O Rio Grande do Sul aparece como o quarto estado brasileiro com maior número de denúncias de violência contra pessoas idosas, conforme dados do Painel da Ouvidoria Nacional de Direitos Humanos. Em 2025, foram contabilizadas 69.606 violações de direitos no território gaúcho, número que coloca o estado atrás apenas de São Paulo, Rio de Janeiro e Minas Gerais. No mesmo período, foram registradas 11.562 denúncias formais de crimes envolvendo vítimas com 60 anos ou mais.

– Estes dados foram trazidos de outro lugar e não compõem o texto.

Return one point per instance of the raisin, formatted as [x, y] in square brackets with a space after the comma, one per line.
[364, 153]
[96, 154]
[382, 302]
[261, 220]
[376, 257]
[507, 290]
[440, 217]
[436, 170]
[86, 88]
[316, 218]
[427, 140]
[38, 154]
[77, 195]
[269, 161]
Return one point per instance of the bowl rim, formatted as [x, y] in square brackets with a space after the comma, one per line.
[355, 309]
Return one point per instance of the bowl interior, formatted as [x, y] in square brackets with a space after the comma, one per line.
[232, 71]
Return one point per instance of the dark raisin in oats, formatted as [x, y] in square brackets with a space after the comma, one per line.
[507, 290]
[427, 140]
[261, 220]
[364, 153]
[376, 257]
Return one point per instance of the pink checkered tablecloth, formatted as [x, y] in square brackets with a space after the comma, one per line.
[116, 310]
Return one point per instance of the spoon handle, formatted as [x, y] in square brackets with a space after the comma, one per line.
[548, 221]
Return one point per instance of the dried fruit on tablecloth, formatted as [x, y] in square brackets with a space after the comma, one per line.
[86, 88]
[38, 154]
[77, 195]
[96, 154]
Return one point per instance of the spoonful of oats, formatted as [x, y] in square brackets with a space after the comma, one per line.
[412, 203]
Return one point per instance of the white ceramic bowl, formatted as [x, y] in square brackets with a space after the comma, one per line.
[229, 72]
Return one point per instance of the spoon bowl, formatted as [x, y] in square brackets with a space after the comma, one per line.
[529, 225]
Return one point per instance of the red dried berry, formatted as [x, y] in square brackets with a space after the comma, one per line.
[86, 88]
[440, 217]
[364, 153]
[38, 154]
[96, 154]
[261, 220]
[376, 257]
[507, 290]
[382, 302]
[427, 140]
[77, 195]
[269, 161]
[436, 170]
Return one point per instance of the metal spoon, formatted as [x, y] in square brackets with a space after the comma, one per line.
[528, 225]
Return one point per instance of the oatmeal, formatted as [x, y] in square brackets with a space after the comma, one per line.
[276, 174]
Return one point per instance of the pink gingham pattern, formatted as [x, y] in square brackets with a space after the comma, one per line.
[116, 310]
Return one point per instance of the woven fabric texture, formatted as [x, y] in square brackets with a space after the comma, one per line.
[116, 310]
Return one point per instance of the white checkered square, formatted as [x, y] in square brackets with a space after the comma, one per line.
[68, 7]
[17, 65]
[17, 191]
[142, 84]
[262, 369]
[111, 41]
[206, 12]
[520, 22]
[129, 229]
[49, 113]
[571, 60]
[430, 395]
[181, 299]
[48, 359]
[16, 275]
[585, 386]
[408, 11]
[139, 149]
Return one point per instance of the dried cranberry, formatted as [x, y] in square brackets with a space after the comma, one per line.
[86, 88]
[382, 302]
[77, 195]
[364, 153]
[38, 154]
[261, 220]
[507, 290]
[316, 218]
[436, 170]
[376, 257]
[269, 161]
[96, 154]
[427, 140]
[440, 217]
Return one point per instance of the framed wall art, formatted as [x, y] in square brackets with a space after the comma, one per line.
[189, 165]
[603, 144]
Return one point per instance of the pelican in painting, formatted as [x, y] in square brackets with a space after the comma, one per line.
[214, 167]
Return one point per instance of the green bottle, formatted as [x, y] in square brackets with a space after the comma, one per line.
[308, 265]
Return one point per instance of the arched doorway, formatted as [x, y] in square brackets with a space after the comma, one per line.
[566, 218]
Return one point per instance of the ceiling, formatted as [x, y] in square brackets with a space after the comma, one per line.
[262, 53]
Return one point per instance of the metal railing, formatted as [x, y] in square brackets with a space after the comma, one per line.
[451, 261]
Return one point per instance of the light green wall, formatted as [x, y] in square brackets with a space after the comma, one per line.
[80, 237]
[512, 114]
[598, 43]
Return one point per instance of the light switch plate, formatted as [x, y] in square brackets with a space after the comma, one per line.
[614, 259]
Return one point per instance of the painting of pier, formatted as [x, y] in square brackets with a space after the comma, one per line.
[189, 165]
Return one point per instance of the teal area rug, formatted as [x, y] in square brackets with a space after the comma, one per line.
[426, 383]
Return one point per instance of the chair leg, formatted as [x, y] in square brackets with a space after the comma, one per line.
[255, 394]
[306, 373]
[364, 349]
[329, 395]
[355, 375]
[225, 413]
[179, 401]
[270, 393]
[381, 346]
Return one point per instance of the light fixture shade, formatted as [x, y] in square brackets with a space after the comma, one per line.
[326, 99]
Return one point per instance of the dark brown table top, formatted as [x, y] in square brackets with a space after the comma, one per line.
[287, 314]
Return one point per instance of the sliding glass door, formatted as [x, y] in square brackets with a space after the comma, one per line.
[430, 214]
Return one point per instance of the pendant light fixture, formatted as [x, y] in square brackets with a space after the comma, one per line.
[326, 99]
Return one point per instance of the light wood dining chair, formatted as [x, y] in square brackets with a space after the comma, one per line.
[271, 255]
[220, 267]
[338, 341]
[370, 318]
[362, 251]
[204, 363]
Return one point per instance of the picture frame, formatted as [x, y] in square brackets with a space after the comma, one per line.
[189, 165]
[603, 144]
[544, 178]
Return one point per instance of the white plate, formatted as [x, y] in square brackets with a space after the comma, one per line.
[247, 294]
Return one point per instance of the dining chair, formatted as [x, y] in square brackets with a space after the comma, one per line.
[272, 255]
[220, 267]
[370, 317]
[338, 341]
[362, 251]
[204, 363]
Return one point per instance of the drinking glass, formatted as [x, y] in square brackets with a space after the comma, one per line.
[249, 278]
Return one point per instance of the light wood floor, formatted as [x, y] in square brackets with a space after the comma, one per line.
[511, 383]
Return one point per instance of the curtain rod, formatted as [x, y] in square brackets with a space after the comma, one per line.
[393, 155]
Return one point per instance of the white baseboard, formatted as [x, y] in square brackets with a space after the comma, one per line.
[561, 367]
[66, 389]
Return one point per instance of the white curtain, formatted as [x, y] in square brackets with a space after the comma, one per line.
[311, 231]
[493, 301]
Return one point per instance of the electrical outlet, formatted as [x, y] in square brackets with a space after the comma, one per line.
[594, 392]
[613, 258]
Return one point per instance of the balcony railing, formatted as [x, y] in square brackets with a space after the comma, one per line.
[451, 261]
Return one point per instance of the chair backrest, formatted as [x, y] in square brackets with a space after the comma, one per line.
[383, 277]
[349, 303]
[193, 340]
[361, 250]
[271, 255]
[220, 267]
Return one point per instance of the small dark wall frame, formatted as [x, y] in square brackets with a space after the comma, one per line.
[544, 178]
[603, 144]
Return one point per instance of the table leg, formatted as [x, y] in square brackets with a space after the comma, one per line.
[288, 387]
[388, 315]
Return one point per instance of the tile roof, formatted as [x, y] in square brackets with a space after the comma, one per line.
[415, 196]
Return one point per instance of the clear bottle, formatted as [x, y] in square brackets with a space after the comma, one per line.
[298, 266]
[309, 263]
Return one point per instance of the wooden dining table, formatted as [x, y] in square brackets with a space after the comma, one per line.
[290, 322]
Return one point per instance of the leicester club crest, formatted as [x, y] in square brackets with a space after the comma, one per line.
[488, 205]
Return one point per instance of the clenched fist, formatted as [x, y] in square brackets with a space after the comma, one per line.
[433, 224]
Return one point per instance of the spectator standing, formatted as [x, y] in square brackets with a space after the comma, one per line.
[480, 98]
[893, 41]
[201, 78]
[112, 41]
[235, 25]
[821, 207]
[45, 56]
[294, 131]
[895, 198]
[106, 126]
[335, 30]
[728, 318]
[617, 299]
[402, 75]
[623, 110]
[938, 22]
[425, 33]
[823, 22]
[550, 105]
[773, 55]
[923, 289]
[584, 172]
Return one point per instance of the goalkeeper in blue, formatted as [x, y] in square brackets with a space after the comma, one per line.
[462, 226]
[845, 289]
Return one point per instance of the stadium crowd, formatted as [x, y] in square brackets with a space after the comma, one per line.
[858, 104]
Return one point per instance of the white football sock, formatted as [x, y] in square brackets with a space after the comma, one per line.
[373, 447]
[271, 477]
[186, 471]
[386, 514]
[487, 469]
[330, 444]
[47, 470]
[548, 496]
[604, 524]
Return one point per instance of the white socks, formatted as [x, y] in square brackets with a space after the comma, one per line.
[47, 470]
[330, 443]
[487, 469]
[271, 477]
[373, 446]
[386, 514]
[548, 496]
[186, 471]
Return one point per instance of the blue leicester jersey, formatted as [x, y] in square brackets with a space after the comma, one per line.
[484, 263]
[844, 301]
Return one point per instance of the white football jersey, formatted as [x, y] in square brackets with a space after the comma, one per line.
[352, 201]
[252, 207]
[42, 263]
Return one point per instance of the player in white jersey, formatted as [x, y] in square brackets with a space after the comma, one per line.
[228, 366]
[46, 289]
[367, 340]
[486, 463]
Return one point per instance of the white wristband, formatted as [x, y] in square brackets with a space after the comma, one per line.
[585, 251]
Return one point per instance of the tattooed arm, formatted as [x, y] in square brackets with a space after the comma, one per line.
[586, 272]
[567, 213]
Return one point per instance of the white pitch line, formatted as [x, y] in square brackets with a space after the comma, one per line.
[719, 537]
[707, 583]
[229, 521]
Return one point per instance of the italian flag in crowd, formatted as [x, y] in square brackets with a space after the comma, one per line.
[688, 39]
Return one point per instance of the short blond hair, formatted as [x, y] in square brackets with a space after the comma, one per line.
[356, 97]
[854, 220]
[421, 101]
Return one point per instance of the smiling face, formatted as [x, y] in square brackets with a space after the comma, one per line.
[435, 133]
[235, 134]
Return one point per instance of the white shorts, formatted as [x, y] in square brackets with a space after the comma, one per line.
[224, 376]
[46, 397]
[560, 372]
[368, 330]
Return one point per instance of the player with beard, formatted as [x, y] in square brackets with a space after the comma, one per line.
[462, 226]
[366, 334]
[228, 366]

Os registros estão concentrados principalmente em municípios de maior porte. Porto Alegre lidera com 9.883 violações e 1.714 denúncias, seguida por Caxias do Sul (4.079 violações e 655 denúncias), Gravataí (2.695 violações e 463 denúncias), Pelotas (2.691 violações e 463 denúncias) e Canoas (2.323 violações e 375 denúncias). Uma única denúncia pode envolver mais de uma violação de direitos, como maus-tratos, negligência, exploração financeira ou violência psicológica.
Levantamentos da Fundação Oswaldo Cruz indicam que cerca de 60% dos casos ocorrem dentro do ambiente familiar. Em aproximadamente dois terços das situações, os agressores são filhos, seguidos por noras, genros e cônjuges. O consumo de álcool e drogas é apontado com frequência nos relatos, assim como a dependência financeira dos agressores em relação às vítimas, que atualmente respondem por mais da metade da renda familiar em grande parte dos domicílios brasileiros.
A Polícia Civil avalia que o crescimento dos registros acompanha o envelhecimento da população. O Rio Grande do Sul tem cerca de 20% dos habitantes com mais de 60 anos, percentual acima da média nacional. Entre os crimes mais recorrentes estão estelionato, especialmente fraudes digitais, além de abandono e maus-tratos físicos e psicológicos. Também são comuns situações como retenção de cartões bancários, apropriação de aposentadorias e coação para contratação de empréstimos.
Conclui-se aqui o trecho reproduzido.